#  > 【月之花海】獸迷、毛毛、Furry討論區 >  > 龍族的天空 >  > [遊戲] 最新數碼寶貝(怪獸對打機) 龍族版

## 雷德托爾

這是日本最新型的怪獸對打機



為了怪獸對打機10週年紀念

而重製最早第一代外型而做的



這台真的超小 我看過實體

大概只有第一代怪獸對打機的二分之ㄧ大

功能比舊版還多


這版還有故事背景呢

事件是數碼寶貝世界裡的四聖獸

因為某種原因出現暴走狀態



竟而影響到數碼寶貝之間的種族對立

使數碼寶貝分成 獸族(解放軍)與龍族(革命軍)之間的對抗



然而 卻有幾位究級體的獸與龍們 

他們為了挽救這個紛爭

攜手合作 為了讓數碼寶貝世界重回和平



所以

玩家們扮演的角色

就是為了培育出能讓數碼寶貝世界重回和平的數碼寶貝

或是加入某ㄧ陣營 對抗敵方陣營


以上並非確實翻譯 而是依照我個龍觀點翻過來的

(看不懂日文 囧)

如果有看得懂日文的高手歡迎幫忙翻譯~

以下是最新數碼寶貝世界觀官網:
http://www.digimon.channel.or.jp/

怪獸對打機10周年版官網:
http://www.digimon.channel.or.jp/digimontwin/index.html


以下是在官網找的的ㄧ些小圖XD






然而~

今天我來分享一些很帥的龍族數碼寶貝圖案

這是龍族版怪獸對打機(上面的則是獸族版)



這隻是龍族版怪獸對打機的主角龍之ㄧ

可能也是數碼寶貝中 第一隻有龍模龍樣的數碼寶貝

進化型態有分兩種

(成長期)


(成熟期-綠)


(完全體-綠)


(成熟期-藍)


(完全體-藍)


(究級體)


(究級體)


簡單講...

這隻帥翻啦~XD


還有亞古獸也是主角龍之ㄧ喔

(成長期)


(成熟期)


(完全體)


(究級體)


(究級體)


上面這是新的戰鬥暴龍獸模樣 比X進化系列還帥00~


還有一些龍族

不過是挑比較新的來分享


X-黑暗戰鬥暴龍獸


X-鋼鐵海龍獸







另外附上圖鑑網址 (會更新)

http://www.digimon.channel.or.jp/cat...dex-level.html

真希望台灣能再讓數碼寶貝風熱起來~

----------


## 狼佐

真令人懷念!!

想當初..(喂"

在校園人手一台，走廊上碰到就打起來了XD

我還記得當時我有一台雷德貼的第一代外形左邊那台，進化出邪龍獸的時候超興奮啦!!

後來還有另外一台五代黑色金按鈕版，究極體養出那時候初代數碼寶貝黑暗四大天王的期中一之，全身是鋼的龍，突然想不起名字"

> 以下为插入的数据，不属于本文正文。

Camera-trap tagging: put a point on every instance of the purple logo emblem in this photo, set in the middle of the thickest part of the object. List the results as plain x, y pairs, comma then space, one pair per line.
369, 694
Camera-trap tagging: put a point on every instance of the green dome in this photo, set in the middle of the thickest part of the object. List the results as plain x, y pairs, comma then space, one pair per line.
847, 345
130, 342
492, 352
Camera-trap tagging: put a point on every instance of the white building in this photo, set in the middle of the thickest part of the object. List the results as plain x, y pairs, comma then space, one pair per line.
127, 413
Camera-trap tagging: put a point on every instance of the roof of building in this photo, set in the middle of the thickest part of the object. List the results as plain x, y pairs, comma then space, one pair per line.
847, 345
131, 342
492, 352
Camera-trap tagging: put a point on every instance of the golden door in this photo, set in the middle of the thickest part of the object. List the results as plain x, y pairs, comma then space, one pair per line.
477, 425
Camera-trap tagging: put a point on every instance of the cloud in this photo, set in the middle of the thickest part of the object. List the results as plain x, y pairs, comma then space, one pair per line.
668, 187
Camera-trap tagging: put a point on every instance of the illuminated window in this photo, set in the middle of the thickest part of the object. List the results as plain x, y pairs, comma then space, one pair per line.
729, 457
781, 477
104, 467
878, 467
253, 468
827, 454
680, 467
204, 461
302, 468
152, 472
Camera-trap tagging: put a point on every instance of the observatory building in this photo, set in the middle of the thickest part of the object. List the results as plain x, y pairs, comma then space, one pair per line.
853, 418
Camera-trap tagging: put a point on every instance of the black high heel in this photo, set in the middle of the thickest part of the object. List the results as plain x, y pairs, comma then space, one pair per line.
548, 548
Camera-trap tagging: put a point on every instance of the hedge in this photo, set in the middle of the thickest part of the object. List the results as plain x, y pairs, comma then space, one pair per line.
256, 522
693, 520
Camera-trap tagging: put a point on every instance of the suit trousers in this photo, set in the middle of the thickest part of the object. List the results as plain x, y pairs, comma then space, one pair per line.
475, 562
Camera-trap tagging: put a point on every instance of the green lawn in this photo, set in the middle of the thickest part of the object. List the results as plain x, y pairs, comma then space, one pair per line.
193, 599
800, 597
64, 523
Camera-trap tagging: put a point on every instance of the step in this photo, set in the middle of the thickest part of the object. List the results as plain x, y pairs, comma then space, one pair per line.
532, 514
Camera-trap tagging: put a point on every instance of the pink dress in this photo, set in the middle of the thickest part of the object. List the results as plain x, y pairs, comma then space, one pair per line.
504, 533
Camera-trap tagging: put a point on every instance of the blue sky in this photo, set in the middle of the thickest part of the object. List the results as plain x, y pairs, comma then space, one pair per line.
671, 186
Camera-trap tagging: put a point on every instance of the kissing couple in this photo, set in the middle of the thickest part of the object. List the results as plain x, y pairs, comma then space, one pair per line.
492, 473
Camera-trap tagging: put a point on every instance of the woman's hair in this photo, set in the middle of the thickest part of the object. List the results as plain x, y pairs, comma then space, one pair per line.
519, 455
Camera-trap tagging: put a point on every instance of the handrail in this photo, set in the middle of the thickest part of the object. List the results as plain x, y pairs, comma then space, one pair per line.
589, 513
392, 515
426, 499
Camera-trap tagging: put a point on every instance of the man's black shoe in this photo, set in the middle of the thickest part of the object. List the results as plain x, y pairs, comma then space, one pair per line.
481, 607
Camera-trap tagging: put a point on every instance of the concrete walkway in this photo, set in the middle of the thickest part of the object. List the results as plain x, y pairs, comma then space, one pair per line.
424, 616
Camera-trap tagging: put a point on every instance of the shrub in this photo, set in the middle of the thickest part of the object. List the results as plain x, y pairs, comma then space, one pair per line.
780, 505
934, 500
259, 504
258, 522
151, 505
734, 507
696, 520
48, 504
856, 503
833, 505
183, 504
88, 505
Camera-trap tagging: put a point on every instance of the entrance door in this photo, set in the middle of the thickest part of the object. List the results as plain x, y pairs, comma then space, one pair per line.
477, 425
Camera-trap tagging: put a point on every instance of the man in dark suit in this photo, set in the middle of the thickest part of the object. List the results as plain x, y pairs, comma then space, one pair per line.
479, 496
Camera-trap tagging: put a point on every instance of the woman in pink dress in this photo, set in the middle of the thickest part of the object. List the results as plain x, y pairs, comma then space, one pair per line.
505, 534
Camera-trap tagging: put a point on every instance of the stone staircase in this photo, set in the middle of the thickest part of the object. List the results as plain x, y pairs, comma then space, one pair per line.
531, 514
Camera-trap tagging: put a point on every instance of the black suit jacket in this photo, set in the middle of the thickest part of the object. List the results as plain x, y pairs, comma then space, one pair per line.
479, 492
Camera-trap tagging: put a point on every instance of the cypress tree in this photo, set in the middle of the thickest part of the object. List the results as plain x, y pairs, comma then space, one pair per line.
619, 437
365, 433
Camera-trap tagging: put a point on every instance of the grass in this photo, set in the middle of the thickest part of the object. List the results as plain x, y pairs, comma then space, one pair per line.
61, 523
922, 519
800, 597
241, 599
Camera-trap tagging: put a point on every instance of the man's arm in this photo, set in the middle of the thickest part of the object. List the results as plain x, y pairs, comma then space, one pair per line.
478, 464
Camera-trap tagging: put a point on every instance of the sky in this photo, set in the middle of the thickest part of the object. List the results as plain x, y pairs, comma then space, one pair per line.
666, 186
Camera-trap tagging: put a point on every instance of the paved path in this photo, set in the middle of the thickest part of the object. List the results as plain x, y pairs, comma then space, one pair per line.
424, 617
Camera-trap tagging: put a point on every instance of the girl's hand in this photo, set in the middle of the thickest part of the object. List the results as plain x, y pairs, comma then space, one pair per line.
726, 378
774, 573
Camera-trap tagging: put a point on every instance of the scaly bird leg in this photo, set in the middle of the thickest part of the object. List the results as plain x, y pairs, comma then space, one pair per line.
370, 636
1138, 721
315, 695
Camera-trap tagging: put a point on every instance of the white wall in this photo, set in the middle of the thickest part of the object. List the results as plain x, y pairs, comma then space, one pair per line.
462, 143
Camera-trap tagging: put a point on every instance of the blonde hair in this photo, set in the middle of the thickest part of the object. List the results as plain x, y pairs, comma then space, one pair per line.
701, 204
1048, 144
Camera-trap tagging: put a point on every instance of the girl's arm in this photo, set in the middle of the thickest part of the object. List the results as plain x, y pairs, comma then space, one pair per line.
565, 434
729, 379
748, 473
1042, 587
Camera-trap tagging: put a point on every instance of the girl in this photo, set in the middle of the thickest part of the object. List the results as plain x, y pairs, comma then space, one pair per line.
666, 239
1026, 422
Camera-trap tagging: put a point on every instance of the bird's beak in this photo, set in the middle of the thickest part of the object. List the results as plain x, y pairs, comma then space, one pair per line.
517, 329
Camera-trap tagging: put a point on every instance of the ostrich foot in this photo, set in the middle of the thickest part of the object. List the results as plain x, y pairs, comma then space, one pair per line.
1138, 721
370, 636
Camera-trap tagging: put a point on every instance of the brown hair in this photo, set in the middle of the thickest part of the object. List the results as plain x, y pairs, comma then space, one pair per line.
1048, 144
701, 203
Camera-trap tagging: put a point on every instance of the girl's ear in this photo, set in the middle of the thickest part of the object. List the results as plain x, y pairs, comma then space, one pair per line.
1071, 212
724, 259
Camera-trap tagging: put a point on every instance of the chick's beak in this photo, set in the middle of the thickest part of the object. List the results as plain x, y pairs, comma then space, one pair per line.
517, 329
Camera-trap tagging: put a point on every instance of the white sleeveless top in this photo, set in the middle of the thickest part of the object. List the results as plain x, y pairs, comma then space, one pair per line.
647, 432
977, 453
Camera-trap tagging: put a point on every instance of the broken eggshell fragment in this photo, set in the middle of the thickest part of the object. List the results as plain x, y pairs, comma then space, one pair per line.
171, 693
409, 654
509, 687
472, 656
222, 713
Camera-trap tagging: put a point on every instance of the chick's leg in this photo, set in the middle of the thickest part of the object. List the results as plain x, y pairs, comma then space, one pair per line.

畫風還是這麼討喜，看到亞古獸的進化似乎改了不少，我覺得以前的看了比較有感覺(?

鋼鐵加魯魯好久不見耶耶耶(噴

期待台灣可以再掀起一波怪獸對打機風潮囉^^

----------


## CYBER

我想你指的是這個XD
ムゲンドラモン 用版主給的圖鑑網頁用CTRL+F搜尋看看
四天王之一XD
不過我也忘記他的名字的說
按照這日文來看應該可以翻譯作「無限龍獸」
但是小時候印象台譯不是這名字

亞古獸進化系列我也有很大的興趣+w+
完全體~機械暴龍獸嗎?
從勁力三叉爪(為何只記得他這個只用過一次的絕招名字|||)
變成巨砲了 木蘭飛彈也沒了?(打飛

究級體有兩種，不是戰鬥暴龍獸?
傻龍暫時翻譯為光耀(SHINE)暴龍獸和勝利(VICTORY)暴龍獸
後者興趣比較大ˊˇˋ 肌肉(!?)龍人大好~

除此之外還有黑暗戰鬥暴龍獸呢...
最近的數碼寶貝特別喜歡拿劍XD?(何

----------


## 雷德托爾

TO狼佐

其實我現在上大學還看到有人在玩耶XDD

大家一看到還會熱烈討論年輕時(?)所養過數碼寶貝咧XD

還有你提到的那隻台譯叫"無限威力獸" (記得好清楚00")

(其實我是數碼寶貝大師XDDD)

TO CYBER

機械暴龍獸比以前帥很多~~

(雖然我很喜歡以前肥肥的模樣XD)

恩~因為台灣還沒撥出05版的數碼寶貝 

所以還不知道他的台譯是啥

不過好像是這樣翻沒錯

亞古獸的進化型態是05的進化模樣

但是到最頂階究級體時(就是那隻扛著大劍的)

是新版戰鬥暴龍獸的模樣(在最新版數碼寶貝漫畫中出現過)

----------


## tsume

對打機阿~
挺懷念的
小學四年級的回憶~(炸

X系列的數碼獸都超帥的啦!!
X化的鋼鐵加魯魯還能用兩腳站立~(心

05代也很讚
像上面貼的那隻亞古就是05版的
不過究極體不一樣@@~

----------


## 龍龍

怪獸對打機呀~懷念懷念~
記憶中~以前只有  養貓,養雞  而且都不能互動[就是是同款]

怪獸對打機~好像是第一個可以 對打+養成的電子雞[想還印象中]
[ 沒記錯嗎?!!!! ] [還可以進化!!!XD]

所以就買了蠻多台的~
目前好像還有~6台
台灣是沒出~可是在網拍上也可以買到~
目前有一台~就是在網拍買的~可以養那隻[橘黃武盔甲龍]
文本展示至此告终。